Kuaterner yapının proteini
Bir proteinin kuaterner yapısı en karmaşık olanıdır. Bu, birkaç globülün birleşmesinin sonucudur. Hem kimyasal bileşimde hem de mekansal organizasyonda farklılık gösterebilirler. Kuaterner yapıya sahip bir protein sadece amino asit kalıntılarından oluşuyorsa, basittir. Bu tür biyopolimerlere proteinler de denir. Ancak bu moleküllere protein olmayan bileşenler eklenirse, proteinler ortaya çıkar. Çoğu zaman bu, amino asitlerin karbonhidratlar, nükleik ve fosforik asit kalıntıları, lipitler, bireysel demir ve bakır atomları ile bir kombinasyonudur. Doğada, doğal renklendirici maddeler içeren protein kompleksleri - pigmentler de bilinmektedir. Protein moleküllerinin bu yapısı daha karmaşıktır.
Bir proteinin kuaterner yapısının uzamsal biçimi,özelliklerini tanımlar. Bilim adamları, filamentli veya fibriler biyopolimerlerin suda çözünmediğini bulmuşlardır. Canlı organizmalar için temel işlevleri yerine getirirler. Böylece kas proteinleri aktin ve miyozin hareketi sağlar ve keratin insan ve hayvan kıllarının temelidir. Kuaterner yapının küresel veya küresel proteinleri suda oldukça çözünür. Doğadaki rolleri farklıdır. Bu tür maddeler kan hemoglobini gibi gazları taşıyabilir, pepsin gibi yiyecekleri parçalayabilir veya antikorlar gibi koruyucu bir işlev görebilir.
Protein özellikleri
Kuaterner bir protein, özellikle küresel olan, yapısını değiştirebilir. Bu süreç çeşitli faktörlerin etkisi altında gerçekleşir. Bunlar en yaygın olarak yüksek sıcaklıklar, konsantre asitler veya ağır metallerdir.
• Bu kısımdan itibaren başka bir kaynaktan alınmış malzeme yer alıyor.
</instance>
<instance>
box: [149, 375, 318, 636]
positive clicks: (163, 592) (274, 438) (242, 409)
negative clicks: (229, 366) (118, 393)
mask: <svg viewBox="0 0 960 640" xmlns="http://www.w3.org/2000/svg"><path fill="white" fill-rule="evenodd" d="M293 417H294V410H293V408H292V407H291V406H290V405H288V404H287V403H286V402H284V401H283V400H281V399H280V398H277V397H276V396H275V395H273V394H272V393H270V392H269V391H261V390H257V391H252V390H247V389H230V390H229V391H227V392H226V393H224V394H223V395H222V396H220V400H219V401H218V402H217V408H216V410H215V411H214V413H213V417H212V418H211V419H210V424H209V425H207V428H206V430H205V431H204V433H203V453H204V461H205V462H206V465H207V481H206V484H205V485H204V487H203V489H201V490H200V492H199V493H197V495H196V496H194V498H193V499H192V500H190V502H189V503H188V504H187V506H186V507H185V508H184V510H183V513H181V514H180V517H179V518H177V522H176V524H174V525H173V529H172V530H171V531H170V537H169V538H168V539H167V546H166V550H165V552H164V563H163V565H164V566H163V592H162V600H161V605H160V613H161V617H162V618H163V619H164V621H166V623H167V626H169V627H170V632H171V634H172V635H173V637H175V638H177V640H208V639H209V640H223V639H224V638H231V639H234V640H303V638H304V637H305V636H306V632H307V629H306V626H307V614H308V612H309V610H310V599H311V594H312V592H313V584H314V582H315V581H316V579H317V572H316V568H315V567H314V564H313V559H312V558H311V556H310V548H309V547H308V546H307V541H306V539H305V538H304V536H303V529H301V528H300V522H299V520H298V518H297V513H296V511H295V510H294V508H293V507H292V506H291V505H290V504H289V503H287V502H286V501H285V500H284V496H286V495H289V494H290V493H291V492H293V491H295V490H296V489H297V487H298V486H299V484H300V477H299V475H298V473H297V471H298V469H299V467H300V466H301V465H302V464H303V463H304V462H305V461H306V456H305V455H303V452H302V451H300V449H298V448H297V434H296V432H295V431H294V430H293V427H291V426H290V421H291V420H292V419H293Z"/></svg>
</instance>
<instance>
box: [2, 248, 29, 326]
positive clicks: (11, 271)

Bir protein molekülü bir amino asit zincirine çözülürse, bu özelliğe denatürasyon denir. Bu süreç geri dönüşümlüdür. Bu yapı tekrar molekül globülleri oluşturabilir. Bu ters işleme renatürasyon denir. Amino asit molekülleri birbirinden uzaklaşır ve peptit bağları koparsa bozunma meydana gelir. Bu süreç geri döndürülemez. Böyle bir protein restore edilemez. Yumurta kızarttığımızda yıkım her birimiz tarafından gerçekleştirildi.
Dolayısıyla, bir proteinin kuaterner yapısı, belirli bir molekülde oluşan bağ türüdür. Yeterince güçlüdür, ancak belirli faktörlerin etkisi altında çökebilir.